Timyra tinctella

Scientific classification
- Domain: Eukaryota
- Kingdom: Animalia
- Phylum: Arthropoda
- Class: Insecta
- Order: Lepidoptera
- Family: Lecithoceridae
- Genus: Timyra
- Species: T. tinctella
- Binomial name: Timyra tinctella Walsingham, [1886]
- Synonyms: Tipha tinctella Walsingham, [1886];

= Timyra tinctella =

- Authority: Walsingham, [1886]
- Synonyms: Tipha tinctella Walsingham, [1886]

Species of moth

Timyra tinctella is a moth in the family Lecithoceridae. It was described by Thomas de Grey in 1886. It is found in Sri Lanka.

The wingspan is about 21 mm. The forewings are bright ochreous, the costal margin broadly smeared with purplish-brown to within one-third of the apex. There is a small patch of raised scales of the same colour on the dorsal margin near the base.
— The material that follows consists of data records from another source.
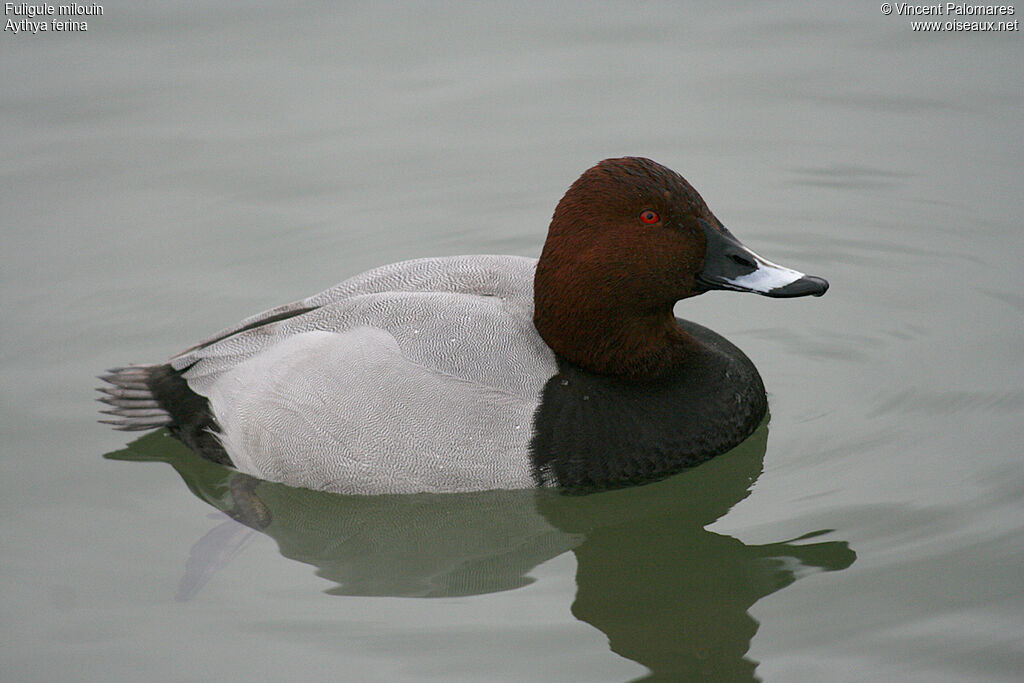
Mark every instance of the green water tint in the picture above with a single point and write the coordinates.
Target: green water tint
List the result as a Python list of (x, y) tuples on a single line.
[(668, 593)]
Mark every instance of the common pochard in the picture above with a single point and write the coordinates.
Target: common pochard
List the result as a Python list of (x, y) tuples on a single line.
[(487, 372)]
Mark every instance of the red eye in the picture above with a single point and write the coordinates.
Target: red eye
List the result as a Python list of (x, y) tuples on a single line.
[(648, 216)]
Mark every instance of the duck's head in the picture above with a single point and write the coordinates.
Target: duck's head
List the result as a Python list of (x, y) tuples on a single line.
[(629, 240)]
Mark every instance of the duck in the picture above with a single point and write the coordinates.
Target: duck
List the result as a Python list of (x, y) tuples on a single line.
[(487, 372)]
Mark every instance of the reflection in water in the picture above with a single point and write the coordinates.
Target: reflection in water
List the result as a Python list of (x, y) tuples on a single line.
[(668, 593)]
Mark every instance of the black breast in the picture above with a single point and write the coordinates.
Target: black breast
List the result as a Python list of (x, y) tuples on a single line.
[(593, 431)]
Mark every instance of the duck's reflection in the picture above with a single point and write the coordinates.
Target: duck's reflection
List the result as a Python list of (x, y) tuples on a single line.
[(668, 593)]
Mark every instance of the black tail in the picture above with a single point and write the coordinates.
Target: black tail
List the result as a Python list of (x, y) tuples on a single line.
[(131, 399)]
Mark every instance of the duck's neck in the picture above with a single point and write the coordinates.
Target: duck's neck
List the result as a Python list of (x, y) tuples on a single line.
[(611, 334)]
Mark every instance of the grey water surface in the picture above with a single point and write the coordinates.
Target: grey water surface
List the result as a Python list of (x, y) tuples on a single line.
[(179, 166)]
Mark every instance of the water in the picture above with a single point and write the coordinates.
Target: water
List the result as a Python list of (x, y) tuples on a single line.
[(178, 167)]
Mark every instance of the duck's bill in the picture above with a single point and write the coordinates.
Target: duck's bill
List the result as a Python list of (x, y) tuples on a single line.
[(730, 265)]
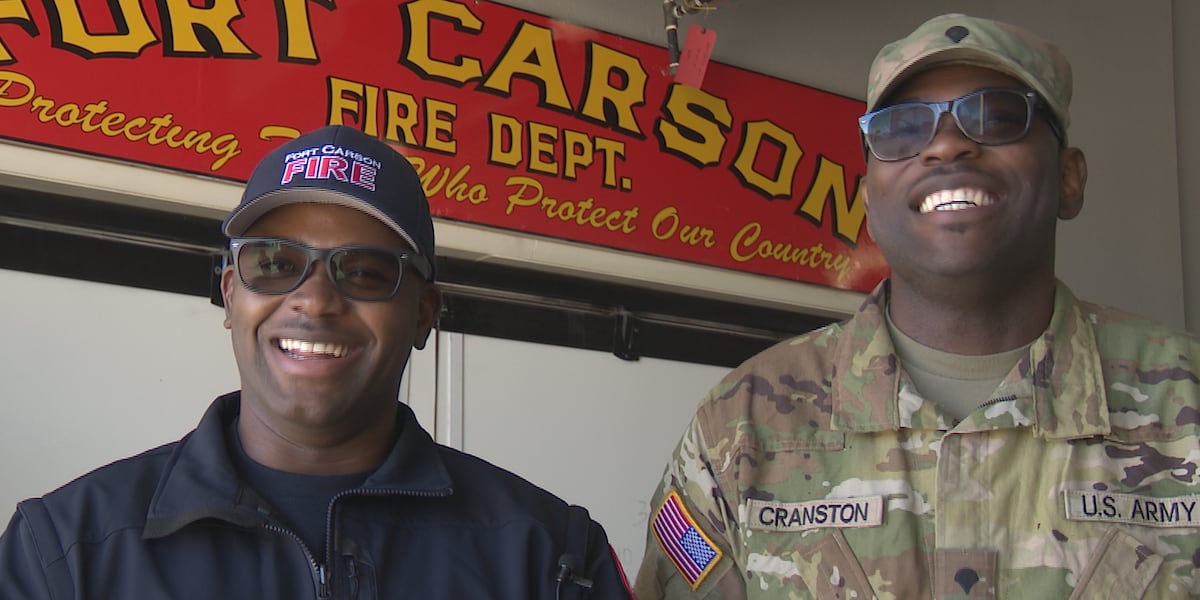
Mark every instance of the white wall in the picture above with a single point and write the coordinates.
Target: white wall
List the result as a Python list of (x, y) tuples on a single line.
[(1127, 247), (91, 372)]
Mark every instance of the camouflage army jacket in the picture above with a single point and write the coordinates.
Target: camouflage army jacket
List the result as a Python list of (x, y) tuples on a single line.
[(816, 471)]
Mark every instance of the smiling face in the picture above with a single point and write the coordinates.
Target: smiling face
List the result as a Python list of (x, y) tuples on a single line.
[(961, 210), (315, 364)]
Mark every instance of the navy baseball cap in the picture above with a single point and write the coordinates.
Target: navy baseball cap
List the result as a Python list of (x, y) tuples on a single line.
[(340, 165)]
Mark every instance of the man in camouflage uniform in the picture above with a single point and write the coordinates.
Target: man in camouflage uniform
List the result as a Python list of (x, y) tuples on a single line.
[(975, 430)]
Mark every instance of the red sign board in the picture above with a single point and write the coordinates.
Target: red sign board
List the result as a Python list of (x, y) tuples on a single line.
[(514, 120)]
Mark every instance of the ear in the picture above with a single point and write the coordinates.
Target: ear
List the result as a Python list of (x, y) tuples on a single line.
[(429, 310), (1072, 179), (228, 281)]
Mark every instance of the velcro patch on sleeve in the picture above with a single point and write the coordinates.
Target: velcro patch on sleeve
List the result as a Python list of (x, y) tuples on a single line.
[(827, 514), (693, 552), (1133, 509)]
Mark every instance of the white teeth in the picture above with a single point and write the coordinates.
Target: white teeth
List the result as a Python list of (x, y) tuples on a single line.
[(955, 199), (304, 347)]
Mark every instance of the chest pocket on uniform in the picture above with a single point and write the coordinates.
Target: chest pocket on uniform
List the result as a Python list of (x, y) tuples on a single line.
[(1120, 568)]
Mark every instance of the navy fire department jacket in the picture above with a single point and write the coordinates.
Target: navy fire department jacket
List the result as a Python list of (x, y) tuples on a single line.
[(177, 523)]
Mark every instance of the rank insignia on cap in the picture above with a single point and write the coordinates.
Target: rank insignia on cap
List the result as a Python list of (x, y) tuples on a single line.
[(693, 553)]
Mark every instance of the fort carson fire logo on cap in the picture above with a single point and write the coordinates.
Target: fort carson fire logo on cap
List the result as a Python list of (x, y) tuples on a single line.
[(694, 555), (330, 162)]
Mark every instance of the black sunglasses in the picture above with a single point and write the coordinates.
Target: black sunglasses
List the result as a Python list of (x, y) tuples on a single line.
[(273, 265), (989, 117)]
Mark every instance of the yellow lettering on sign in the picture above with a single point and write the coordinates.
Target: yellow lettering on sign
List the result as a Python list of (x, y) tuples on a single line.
[(96, 118), (528, 192), (779, 184), (694, 125), (70, 30), (616, 84), (184, 22), (553, 151), (13, 11), (531, 54), (295, 36), (402, 118), (829, 183), (438, 180), (747, 246), (417, 52), (666, 226)]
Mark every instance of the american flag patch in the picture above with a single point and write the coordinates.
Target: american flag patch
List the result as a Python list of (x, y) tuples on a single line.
[(683, 541)]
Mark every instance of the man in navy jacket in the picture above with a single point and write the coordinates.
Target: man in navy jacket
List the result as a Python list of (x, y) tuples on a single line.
[(312, 480)]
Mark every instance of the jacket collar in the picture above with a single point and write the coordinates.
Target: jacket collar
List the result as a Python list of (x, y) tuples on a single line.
[(1057, 389), (201, 481)]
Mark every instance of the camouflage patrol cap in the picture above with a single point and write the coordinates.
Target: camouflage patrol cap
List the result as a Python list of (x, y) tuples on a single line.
[(959, 39)]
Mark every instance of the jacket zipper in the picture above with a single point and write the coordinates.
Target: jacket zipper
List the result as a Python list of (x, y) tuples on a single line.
[(996, 401), (319, 571), (322, 570)]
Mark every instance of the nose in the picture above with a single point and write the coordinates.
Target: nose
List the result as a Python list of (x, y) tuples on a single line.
[(949, 143), (317, 294)]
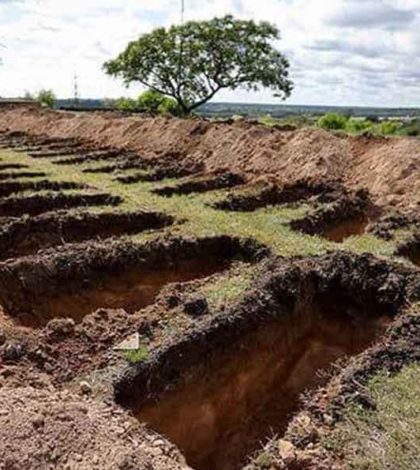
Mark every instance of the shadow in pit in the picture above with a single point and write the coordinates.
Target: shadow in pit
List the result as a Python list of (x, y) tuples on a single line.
[(347, 216), (17, 206), (83, 278), (27, 235), (221, 391), (410, 249)]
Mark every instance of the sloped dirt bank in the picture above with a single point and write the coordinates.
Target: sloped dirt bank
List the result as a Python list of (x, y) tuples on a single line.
[(27, 235), (38, 204), (42, 429), (7, 188), (410, 249), (234, 379), (387, 166), (266, 194), (80, 279)]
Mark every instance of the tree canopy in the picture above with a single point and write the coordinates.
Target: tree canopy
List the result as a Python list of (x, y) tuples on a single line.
[(194, 61), (46, 98)]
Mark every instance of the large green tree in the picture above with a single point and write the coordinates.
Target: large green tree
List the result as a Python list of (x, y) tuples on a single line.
[(193, 61)]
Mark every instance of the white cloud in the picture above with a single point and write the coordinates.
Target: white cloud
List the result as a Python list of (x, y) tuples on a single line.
[(352, 52)]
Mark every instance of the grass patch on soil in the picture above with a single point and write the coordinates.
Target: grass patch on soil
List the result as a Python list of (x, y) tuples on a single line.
[(389, 436), (269, 225), (228, 287), (136, 355)]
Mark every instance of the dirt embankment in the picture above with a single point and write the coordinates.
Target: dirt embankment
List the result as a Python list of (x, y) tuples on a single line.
[(389, 167)]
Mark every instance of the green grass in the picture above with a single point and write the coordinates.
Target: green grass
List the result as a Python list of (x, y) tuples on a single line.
[(137, 355), (269, 226), (388, 437)]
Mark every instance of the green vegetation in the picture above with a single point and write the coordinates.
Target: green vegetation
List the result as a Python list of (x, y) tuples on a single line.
[(46, 98), (192, 62), (352, 125), (149, 101), (136, 355), (269, 226), (387, 437), (333, 121), (229, 286)]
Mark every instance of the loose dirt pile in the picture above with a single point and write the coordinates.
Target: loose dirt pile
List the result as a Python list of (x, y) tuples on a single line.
[(45, 429), (389, 167)]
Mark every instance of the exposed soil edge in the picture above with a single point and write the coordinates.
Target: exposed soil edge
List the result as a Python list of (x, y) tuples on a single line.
[(274, 295)]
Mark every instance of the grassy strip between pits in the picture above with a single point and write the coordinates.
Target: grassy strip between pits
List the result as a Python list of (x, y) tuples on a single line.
[(387, 437)]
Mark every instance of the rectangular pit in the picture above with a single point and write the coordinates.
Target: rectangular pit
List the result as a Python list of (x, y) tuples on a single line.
[(219, 393), (39, 204), (28, 235), (81, 279)]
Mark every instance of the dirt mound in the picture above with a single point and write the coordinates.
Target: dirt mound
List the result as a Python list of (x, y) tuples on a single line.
[(42, 429), (389, 167)]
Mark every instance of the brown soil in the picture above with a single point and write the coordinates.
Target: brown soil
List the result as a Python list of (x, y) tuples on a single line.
[(320, 411), (21, 174), (152, 173), (96, 156), (387, 166), (128, 165), (237, 377), (202, 184), (38, 204), (29, 234), (124, 275), (263, 195), (8, 188), (12, 166), (46, 429)]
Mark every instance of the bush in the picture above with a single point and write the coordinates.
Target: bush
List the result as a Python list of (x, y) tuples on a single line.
[(151, 102), (412, 129), (46, 98), (126, 104), (154, 102), (333, 121), (388, 127), (357, 126)]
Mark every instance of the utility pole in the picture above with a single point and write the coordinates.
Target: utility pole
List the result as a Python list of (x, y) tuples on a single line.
[(76, 89)]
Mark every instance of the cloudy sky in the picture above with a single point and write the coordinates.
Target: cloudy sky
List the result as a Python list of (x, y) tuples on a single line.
[(343, 52)]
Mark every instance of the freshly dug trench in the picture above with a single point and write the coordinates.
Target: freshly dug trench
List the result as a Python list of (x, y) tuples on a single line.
[(80, 279), (156, 174), (9, 187), (28, 235), (22, 174), (203, 184), (410, 249), (236, 380), (12, 166), (100, 155), (350, 215), (62, 152), (129, 165), (272, 194), (38, 204)]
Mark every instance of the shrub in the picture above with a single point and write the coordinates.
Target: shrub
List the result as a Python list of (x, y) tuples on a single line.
[(126, 104), (155, 102), (388, 127), (333, 121), (46, 98), (357, 125)]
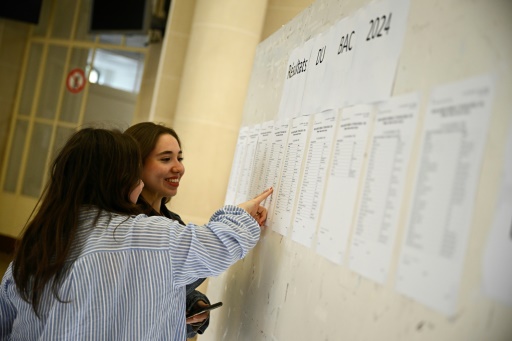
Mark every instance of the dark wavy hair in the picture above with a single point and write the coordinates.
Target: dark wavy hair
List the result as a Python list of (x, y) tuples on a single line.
[(96, 167), (147, 134)]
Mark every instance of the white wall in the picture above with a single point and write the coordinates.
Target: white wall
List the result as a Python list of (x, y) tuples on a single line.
[(285, 291)]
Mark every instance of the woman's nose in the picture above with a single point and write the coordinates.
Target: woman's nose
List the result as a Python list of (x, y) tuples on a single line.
[(177, 168)]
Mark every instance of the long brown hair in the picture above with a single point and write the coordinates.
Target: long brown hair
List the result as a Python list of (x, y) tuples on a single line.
[(96, 167)]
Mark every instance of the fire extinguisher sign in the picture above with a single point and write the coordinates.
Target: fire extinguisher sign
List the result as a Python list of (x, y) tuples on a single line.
[(75, 81)]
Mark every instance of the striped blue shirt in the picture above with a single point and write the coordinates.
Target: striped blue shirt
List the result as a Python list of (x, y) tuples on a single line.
[(127, 281)]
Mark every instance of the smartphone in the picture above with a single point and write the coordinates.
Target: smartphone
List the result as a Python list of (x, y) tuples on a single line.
[(201, 310)]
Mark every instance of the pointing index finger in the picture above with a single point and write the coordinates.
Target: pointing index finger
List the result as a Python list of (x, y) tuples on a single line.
[(264, 195)]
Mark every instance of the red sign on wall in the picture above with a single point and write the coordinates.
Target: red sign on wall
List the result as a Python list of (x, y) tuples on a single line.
[(75, 82)]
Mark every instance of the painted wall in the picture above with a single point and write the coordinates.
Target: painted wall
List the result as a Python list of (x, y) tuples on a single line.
[(286, 291)]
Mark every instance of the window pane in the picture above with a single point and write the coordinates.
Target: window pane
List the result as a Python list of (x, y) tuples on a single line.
[(13, 165), (137, 40), (52, 82), (119, 69), (114, 39), (71, 101), (29, 83), (36, 162), (64, 13)]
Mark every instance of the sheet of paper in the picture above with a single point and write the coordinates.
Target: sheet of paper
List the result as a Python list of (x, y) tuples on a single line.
[(236, 166), (312, 184), (295, 80), (274, 165), (497, 269), (244, 179), (381, 199), (380, 32), (343, 179), (317, 89), (290, 175), (261, 158), (339, 54), (449, 161)]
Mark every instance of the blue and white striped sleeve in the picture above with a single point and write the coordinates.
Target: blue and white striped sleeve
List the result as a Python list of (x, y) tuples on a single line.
[(7, 311), (209, 250)]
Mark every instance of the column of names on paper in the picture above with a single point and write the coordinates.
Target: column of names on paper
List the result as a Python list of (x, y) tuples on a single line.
[(342, 182), (236, 166), (453, 140), (377, 219), (311, 187), (272, 173), (290, 175), (242, 192), (261, 158)]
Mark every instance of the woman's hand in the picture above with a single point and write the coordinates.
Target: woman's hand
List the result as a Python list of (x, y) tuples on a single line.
[(254, 208)]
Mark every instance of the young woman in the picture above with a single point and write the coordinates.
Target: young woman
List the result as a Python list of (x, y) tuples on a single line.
[(162, 161), (89, 266)]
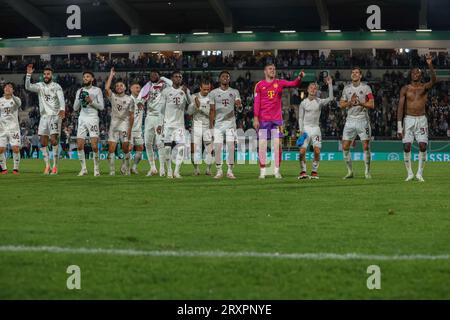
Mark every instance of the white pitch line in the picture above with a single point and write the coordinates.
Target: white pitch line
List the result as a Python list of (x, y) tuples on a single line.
[(224, 254)]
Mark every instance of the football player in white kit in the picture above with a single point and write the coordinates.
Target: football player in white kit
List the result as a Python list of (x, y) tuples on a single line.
[(223, 102), (52, 110), (173, 104), (137, 139), (357, 97), (89, 100), (122, 118), (308, 122), (201, 128), (9, 127), (151, 95)]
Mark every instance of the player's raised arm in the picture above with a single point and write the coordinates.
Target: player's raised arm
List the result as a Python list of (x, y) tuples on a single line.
[(168, 82), (131, 118), (62, 102), (294, 83), (188, 95), (33, 87), (370, 99), (256, 106), (76, 103), (144, 93), (162, 110), (108, 90), (433, 80), (345, 102), (237, 100), (17, 102), (301, 116), (400, 111), (98, 103)]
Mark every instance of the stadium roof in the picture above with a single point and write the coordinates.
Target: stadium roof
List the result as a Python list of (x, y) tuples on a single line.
[(23, 18)]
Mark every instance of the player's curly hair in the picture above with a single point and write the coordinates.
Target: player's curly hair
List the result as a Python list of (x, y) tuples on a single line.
[(224, 72), (9, 83)]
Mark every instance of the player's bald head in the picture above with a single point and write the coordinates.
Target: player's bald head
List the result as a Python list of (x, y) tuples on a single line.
[(415, 74), (270, 70)]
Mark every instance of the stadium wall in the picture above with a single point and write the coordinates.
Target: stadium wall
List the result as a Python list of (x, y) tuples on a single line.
[(438, 151), (238, 42)]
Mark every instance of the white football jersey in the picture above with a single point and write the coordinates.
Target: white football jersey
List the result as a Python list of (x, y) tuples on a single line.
[(9, 113), (309, 110), (138, 114), (89, 111), (151, 94), (51, 96), (200, 116), (364, 93), (224, 102), (173, 105), (121, 107)]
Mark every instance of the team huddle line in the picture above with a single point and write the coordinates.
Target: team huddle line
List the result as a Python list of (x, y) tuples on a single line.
[(166, 101)]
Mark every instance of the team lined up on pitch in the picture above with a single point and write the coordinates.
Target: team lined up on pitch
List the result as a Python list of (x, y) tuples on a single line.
[(165, 102)]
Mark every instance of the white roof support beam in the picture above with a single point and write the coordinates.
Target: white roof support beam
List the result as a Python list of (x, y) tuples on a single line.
[(32, 14), (127, 14), (423, 14), (323, 14)]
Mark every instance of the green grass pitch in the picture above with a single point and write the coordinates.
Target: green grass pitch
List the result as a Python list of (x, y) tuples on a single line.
[(246, 215)]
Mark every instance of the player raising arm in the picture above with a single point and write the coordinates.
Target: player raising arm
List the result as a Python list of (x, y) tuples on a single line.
[(151, 95), (89, 100), (308, 123), (52, 110), (9, 127), (223, 101), (268, 115), (173, 104), (411, 113), (137, 140), (122, 118), (357, 98)]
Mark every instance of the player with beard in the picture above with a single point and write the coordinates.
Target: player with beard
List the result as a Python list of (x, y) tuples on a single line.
[(90, 100), (223, 101), (9, 127), (137, 140), (122, 119), (52, 110), (151, 95)]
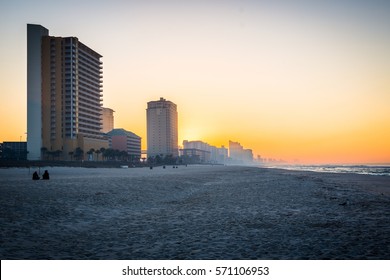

The dorsal margin is shaded beyond the middle with purplish-brown, but this does not reach beyond the anal angle. The fringes are bright ochreous at the base, outwardly purplish-grey, the two colours being separated by a slender dark
brown line. The hindwings are brownish-grey, with pale ochreous fringes, tipped with shining grey.